Berman, author of “Herding Donkeys: The Fight to Rebuild the Democratic Party and Reshape American Politics,” quotes TDS Co-Editor Stan Greenberg on the failure of Romney and Santorum to generate much excitement among white working class voters:

“There’s lots of evidence that Reagan Democrats have pulled back from Romney,” says Democratic pollster Stan Greenberg, who has studied this group of voters for three decades. “But we don’t know yet whether they’ll embrace Santorum. They do not really know him, though conservative pundits think he will have more of a working class appeal than Romney. Could be true–but only because Romney went Wall Street.”
Nor will Santorum’s outspoken social conservatism necessarily help him win Reagan Democrats. “I don’t think they are particularly socially conservative, if you are referring to abortion and family issues raised by Santorum,” Greenberg says. “They are fairly libertarian and anti-government intrusiveness–and are much more concerned with guns than the pill. They were/are strongly NRA in our research.” In 2008, Romney won Macomb County with 45 percent of the vote, while evangelical favorite Mike Huckabee came in a distant third.
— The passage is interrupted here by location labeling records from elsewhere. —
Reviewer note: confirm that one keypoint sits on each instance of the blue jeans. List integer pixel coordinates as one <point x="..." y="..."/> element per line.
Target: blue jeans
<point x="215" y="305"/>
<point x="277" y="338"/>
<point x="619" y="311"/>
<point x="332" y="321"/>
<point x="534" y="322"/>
In terms of Obama’s prospects, Berman adds that he lost the white working-class by 18 percent in 2008 and Dems lost them by a whopping 30 points in 2010. He notes Tom Edsall’s assertion that “Preparations by Democratic operatives for the 2012 election make it clear for the first time that the party will explicitly abandon the white working class.” However, says Berman,

Edsall’s prediction generated a lot of buzz, but turned out not to be true. Obama has a 43 percent approval rating among working class whites in the latest Washington Post/ABC News poll, higher than it was in 2008. At the beginning of 2011, Romney led Obama by around twenty points among blue-collar whites in Indiana, Michigan, Ohio and Wisconsin, according to internal polling by Greenberg Quinlan Rosner. At the end of last month, Romney led the president by only three among such voters in these Rust Belt battleground states, a seventeen-point swing over the past year. “White non-college voters in these states moved drastically away from Obama and Democrats between 2008 and 2010, but since then they have come back to basically the same levels they gave Democrats in 2008,” says GQR vice president Andrew Bauman.

And if Dems can stay in that range in the polls, 2012 should prove to be a very good year for the president and his party.